Accessibility links

Breaking News

Tehran's Movie Critics


Authorities in Iran have barred Golshifteh Farahani, an Iranian actress, from leaving the country. The twenty-five-year-old film star was reportedly headed to a meeting with Hollywood agents and film directors in Los Angeles when she was stopped by Iranian officials. Ms. Farahani recently appeared in Body of Lies, a new film which has apparently provoked the ire of the Tehran regime.

According Iran's news agency Ms. Farahani failed to obtain the regime's permission to take in part in the film. She is the first Iranian actress to star in a Hollywood movie.

Golshifteh Farahani is not the first Iranian film artist to be prevented from traveling abroad by the Iranian regime. On February 27, 2007, authorities arrested French-Iranian filmmaker Mehrnoushe Solouki for "intent to commit propaganda against the regime." Ms. Solouki was researching a film on the burial practices of some of Iran's religious minorities when she discovered a mass grave outside Tehran. The grave reportedly contained the remains of thousands of political prisoners executed by the regime in 1988. In November 2007, she was put on trial. After a month in Evin prison, she was released, but denied permission to leave the country.
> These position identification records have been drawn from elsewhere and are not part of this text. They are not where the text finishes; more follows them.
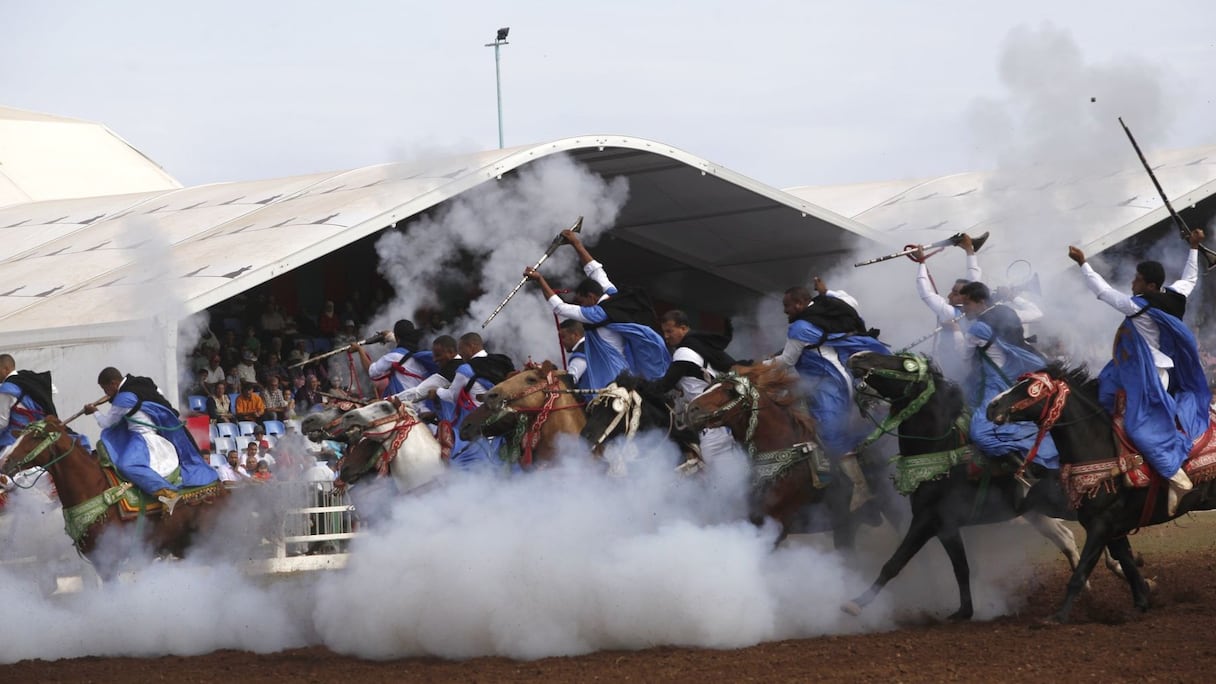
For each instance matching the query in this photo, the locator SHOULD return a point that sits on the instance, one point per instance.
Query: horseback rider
(405, 366)
(24, 398)
(1157, 365)
(146, 439)
(476, 375)
(620, 331)
(998, 353)
(697, 358)
(573, 338)
(823, 332)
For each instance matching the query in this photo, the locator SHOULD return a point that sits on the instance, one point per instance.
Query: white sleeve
(936, 303)
(422, 388)
(791, 354)
(973, 268)
(1026, 310)
(596, 272)
(576, 366)
(567, 312)
(110, 415)
(6, 403)
(1093, 280)
(1189, 275)
(450, 392)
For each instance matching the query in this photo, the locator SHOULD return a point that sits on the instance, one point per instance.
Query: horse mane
(1076, 376)
(781, 385)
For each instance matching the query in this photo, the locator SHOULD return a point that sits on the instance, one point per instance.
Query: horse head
(322, 425)
(614, 409)
(33, 449)
(890, 377)
(1037, 394)
(353, 422)
(725, 401)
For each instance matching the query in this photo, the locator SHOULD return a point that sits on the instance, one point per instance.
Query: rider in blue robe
(142, 432)
(620, 328)
(405, 366)
(1155, 363)
(1000, 354)
(478, 373)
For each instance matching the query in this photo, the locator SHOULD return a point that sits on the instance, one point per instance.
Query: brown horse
(85, 489)
(763, 408)
(532, 408)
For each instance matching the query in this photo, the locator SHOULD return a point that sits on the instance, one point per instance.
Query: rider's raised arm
(936, 303)
(1104, 292)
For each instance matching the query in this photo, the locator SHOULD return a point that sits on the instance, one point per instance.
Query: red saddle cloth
(1199, 466)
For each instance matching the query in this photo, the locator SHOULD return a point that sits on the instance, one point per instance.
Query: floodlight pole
(497, 77)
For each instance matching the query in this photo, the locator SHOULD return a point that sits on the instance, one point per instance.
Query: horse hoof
(851, 607)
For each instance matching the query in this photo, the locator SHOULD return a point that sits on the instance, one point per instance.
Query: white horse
(390, 435)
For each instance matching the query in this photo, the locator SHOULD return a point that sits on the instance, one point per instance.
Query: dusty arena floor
(1108, 642)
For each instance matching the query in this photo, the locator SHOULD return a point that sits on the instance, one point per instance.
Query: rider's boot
(1178, 487)
(169, 498)
(851, 469)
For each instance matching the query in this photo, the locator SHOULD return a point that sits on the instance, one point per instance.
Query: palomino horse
(761, 407)
(389, 437)
(532, 408)
(90, 497)
(625, 408)
(935, 453)
(1064, 402)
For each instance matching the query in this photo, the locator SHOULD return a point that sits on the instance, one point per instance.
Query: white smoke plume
(505, 225)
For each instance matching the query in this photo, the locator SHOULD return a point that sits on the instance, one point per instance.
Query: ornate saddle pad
(1086, 480)
(134, 499)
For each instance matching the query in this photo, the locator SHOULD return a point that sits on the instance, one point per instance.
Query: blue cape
(985, 382)
(130, 453)
(646, 354)
(829, 399)
(1152, 410)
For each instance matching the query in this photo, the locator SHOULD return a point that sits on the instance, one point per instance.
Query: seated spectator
(219, 404)
(228, 470)
(249, 404)
(272, 366)
(263, 472)
(277, 407)
(214, 373)
(309, 396)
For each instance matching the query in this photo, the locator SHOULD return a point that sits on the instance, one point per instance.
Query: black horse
(628, 407)
(934, 454)
(1085, 437)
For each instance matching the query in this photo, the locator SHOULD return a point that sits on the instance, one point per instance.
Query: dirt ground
(1108, 640)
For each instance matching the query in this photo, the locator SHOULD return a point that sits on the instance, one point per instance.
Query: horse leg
(923, 527)
(952, 540)
(1121, 550)
(1057, 533)
(1095, 542)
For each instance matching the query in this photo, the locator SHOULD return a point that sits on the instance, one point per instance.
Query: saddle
(1085, 480)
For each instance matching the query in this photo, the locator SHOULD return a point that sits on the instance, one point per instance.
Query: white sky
(788, 93)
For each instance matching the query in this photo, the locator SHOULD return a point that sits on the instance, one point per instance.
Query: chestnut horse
(763, 407)
(532, 408)
(90, 498)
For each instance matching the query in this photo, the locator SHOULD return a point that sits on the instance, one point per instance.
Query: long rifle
(1183, 229)
(80, 413)
(552, 247)
(373, 340)
(977, 242)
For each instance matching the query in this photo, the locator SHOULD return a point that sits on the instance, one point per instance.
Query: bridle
(40, 429)
(626, 404)
(1053, 393)
(746, 394)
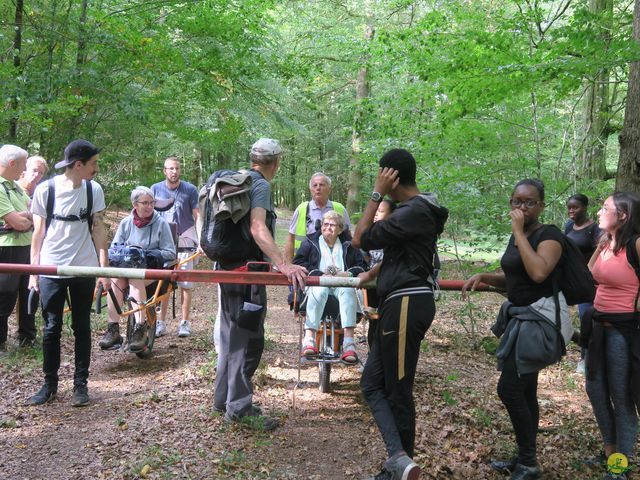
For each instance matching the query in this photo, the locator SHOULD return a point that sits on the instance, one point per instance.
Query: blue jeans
(53, 292)
(610, 395)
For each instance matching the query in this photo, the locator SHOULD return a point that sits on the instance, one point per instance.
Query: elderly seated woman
(146, 229)
(330, 253)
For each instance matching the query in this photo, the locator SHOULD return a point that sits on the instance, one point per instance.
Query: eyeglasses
(517, 203)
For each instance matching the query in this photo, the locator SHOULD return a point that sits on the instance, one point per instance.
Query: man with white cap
(69, 230)
(243, 308)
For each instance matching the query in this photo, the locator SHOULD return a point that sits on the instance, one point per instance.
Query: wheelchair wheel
(324, 369)
(151, 334)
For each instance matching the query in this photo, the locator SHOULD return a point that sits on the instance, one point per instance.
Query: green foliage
(482, 92)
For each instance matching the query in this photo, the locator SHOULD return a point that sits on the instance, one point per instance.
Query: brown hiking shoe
(111, 337)
(139, 339)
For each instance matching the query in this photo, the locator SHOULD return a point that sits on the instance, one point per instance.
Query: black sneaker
(44, 395)
(139, 338)
(254, 421)
(25, 342)
(80, 396)
(111, 337)
(523, 472)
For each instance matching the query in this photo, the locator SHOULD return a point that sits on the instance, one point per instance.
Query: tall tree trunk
(17, 47)
(597, 106)
(628, 177)
(362, 94)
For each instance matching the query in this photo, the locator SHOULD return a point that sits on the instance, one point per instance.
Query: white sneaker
(161, 328)
(184, 330)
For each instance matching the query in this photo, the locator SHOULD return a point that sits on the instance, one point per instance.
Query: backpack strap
(51, 196)
(89, 205)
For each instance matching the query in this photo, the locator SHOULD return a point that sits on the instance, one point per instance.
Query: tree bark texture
(362, 94)
(17, 47)
(628, 177)
(598, 104)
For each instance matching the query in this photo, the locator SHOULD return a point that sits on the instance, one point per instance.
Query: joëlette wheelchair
(156, 292)
(329, 337)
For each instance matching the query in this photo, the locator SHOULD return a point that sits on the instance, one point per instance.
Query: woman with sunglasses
(613, 357)
(528, 264)
(145, 229)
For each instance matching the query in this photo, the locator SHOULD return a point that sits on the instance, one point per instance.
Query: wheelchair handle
(115, 301)
(99, 293)
(32, 303)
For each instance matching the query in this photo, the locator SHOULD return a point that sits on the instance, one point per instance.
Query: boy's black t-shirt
(586, 239)
(521, 289)
(408, 237)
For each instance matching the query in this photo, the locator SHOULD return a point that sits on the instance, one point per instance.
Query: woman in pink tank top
(611, 330)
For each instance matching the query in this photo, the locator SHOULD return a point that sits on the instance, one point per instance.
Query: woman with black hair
(585, 233)
(613, 382)
(528, 265)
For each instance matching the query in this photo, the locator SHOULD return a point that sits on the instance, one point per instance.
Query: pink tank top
(617, 282)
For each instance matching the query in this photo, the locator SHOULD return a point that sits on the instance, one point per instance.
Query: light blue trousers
(317, 298)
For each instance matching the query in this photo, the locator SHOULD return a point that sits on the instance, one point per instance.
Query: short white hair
(141, 191)
(326, 177)
(11, 152)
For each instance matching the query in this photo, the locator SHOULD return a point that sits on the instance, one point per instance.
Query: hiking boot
(80, 396)
(223, 409)
(46, 394)
(349, 355)
(504, 466)
(184, 330)
(111, 337)
(139, 338)
(383, 475)
(253, 420)
(402, 467)
(309, 349)
(161, 328)
(615, 476)
(522, 472)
In its human rights report on Iran, the U.S. State Department says that during 2007, the Tehran regime "effectively censored domestic films," since it remained the main source of production funding. Producers were required to submit scripts and film proposals to government officials in advance of funding approval."

Following President Ahmadi-Nejad's assumption of office in 2005, the Supreme Cultural Revolution Council announced a ban on movies promoting, in its view, secularism, feminism, unethical behavior, drug abuse, violence, or alcoholism. Films of some domestic directors were not permitted to be shown in the country.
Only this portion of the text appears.